Job Title: Research Engineer – Applied Control & Autonomy (Drone Swarms & Security)
Location: SIT Punggol Campus
Job Type: Contract
Experience Level: 3+ years relevant experience (preferred)
About Us:
Autonomous Systems Advanced Intelligence Laboratory (ASAIL) is at the forefront of developing next-generation unmanned aerial capabilities for the public safety sector. We are bridging the gap between commercial drone hardware and the demanding requirements of law enforcement and security operations. Our mission is to enhance the safety and effectiveness of personnel through intelligent, resilient, and autonomous aerial systems.
We are currently seeking a highly motivated Research Engineer to lead the applied research and development of advanced control augmentation techniques for Commercial Off-The-Shelf (COTS) drones. This role focuses on pushing the limits of COTS hardware by integrating sophisticated software and edge computing solutions.
The Role:
As our Research Engineer, you will be responsible for the end-to-end development of augmentation software, from theoretical design and simulation to real-world proof-of-concept demonstrations. You will work on a portfolio of critical enhancements, including advanced navigation algorithms, swarm intelligence, cyber security hardening, and payload-specific control systems.
Key Responsibilities:
• Control Augmentation Development: Design, implement, and tune advanced control augmentation techniques (e.g., model predictive control, adaptive control) to enhance the stability and agility of COTS drones under dynamic conditions.
• Swarm Intelligence: Develop and test decentralized swarm algorithms for coordinated area search, target tracking, and collaborative task allocation without reliance on constant ground control intervention.
• Cyber Security Enhancement: Research and implement mitigation strategies against common attack vectors on COTS platforms, including GPS spoofing, communication jamming, and protocol vulnerabilities. Develop hardened communication layers between the drone, edge device, and ground station.
• Payload-Specific Control: Integrate and tune control systems for mission-specific payloads (e.g., gimbaled cameras, spotlights, delivery mechanisms) to ensure stable operation and precise control during flight.
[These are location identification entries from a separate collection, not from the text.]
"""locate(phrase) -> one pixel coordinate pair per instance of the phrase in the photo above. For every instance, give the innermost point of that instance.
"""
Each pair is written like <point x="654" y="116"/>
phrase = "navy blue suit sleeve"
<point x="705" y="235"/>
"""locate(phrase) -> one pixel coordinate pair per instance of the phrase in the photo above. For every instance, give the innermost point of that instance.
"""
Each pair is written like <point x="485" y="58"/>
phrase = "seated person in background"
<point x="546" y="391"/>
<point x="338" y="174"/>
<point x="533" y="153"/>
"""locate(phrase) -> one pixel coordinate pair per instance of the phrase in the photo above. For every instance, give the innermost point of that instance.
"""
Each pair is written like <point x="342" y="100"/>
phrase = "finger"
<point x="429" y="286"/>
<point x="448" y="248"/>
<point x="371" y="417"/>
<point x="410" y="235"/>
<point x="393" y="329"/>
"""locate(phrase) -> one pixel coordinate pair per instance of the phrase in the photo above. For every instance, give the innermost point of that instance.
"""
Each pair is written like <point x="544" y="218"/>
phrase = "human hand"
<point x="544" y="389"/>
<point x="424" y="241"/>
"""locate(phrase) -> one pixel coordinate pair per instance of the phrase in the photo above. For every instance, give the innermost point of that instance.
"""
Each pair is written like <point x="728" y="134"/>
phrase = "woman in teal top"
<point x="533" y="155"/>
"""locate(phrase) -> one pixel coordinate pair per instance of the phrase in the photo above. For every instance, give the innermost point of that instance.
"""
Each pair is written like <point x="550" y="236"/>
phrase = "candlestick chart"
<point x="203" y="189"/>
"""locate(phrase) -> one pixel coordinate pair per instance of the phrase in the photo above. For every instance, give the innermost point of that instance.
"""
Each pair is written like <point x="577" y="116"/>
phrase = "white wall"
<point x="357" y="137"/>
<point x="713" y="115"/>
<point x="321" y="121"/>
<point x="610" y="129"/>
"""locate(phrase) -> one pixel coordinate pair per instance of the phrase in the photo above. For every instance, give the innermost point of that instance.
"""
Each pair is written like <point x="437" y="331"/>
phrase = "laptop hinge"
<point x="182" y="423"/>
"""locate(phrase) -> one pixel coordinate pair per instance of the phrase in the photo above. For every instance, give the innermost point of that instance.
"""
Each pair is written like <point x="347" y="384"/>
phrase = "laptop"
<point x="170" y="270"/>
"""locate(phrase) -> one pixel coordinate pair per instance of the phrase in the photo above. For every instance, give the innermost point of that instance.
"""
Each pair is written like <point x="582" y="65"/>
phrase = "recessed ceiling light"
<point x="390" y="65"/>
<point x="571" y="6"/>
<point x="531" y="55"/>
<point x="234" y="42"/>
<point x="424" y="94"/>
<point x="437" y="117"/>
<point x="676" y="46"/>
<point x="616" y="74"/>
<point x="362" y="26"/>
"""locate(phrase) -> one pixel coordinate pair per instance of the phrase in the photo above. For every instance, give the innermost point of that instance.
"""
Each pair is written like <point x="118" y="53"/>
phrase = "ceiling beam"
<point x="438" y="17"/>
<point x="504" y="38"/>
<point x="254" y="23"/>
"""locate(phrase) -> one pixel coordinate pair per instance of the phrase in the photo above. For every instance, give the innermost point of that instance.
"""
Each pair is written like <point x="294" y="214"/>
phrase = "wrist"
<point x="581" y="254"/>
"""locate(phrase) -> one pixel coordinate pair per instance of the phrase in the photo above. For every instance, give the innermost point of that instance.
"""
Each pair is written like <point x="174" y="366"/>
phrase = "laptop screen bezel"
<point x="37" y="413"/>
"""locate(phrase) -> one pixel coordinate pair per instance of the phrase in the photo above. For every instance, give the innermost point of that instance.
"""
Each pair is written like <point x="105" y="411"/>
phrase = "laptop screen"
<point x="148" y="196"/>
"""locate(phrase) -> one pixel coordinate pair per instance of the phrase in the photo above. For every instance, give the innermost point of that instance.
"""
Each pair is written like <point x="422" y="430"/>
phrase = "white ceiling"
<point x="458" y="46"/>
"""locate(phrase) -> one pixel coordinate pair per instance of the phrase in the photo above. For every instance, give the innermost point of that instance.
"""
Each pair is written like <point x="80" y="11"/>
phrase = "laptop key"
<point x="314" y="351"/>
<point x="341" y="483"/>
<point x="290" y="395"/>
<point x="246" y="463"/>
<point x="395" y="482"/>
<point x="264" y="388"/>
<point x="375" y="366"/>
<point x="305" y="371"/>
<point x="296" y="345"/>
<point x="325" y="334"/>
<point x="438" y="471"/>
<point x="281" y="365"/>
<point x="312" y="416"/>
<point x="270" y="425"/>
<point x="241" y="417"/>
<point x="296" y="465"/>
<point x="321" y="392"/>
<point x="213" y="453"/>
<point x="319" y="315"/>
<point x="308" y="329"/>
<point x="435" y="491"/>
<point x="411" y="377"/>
• Edge Computing Implementation: Architect and deploy machine learning and computer vision models directly onto onboard edge devices (e.g., NVIDIA Jetson) for real-time object detection, tracking, and autonomous decision-making.
• Proof-of-Concept Demonstration: Lead the integration of software onto physical drone platforms, conduct rigorous flight testing, and execute live demonstrations to validate performance against operational requirements.
• Documentation & Dissemination: Document research findings, software architectures, and test results. Prepare reports and presentations for internal and external stakeholders.
Required Qualifications & Expertise:
• Education: Honor’s degree (Master’s and Ph.D. preferred) in Robotics, Computer Science, Electrical Engineering, Aerospace Engineering, or a related field.
• Control Theory: Strong theoretical and practical background in control systems, including PID, LQR, MPC, or adaptive control.
• Robotics Software: Extensive experience with the Robot Operating System (ROS/ROS 2).
• Programming: High proficiency in C++ and Python for real-time robotic applications.
• Simulation: Experience with realistic simulation environments such as Gazebo, AirSim, or Unreal Engine.
• Edge Computing: Proven experience deploying algorithms on resource-constrained edge devices for real-time inference and control.
• Drone Platforms: Hands-on experience with commercial autopilots (PX4, ArduPilot) and integrating software with COTS frames (DJI, Holybro, etc.) via companion computers.
• Swarm Robotics: Familiarity with consensus algorithms, formation control, and communication protocols for multi-agent systems.
• Security: Understanding of wireless communication protocols (Wi-Fi, 4G/5G, MAVLink) and common cybersecurity vulnerabilities in drone systems.
Preferred Skills (Bonus):
• Experience in law enforcement, defense, or public safety technology projects.
• Knowledge of computer vision techniques for object detection and tracking (YOLO, OpenCV).
• Experience with RF signal analysis or spectrum monitoring.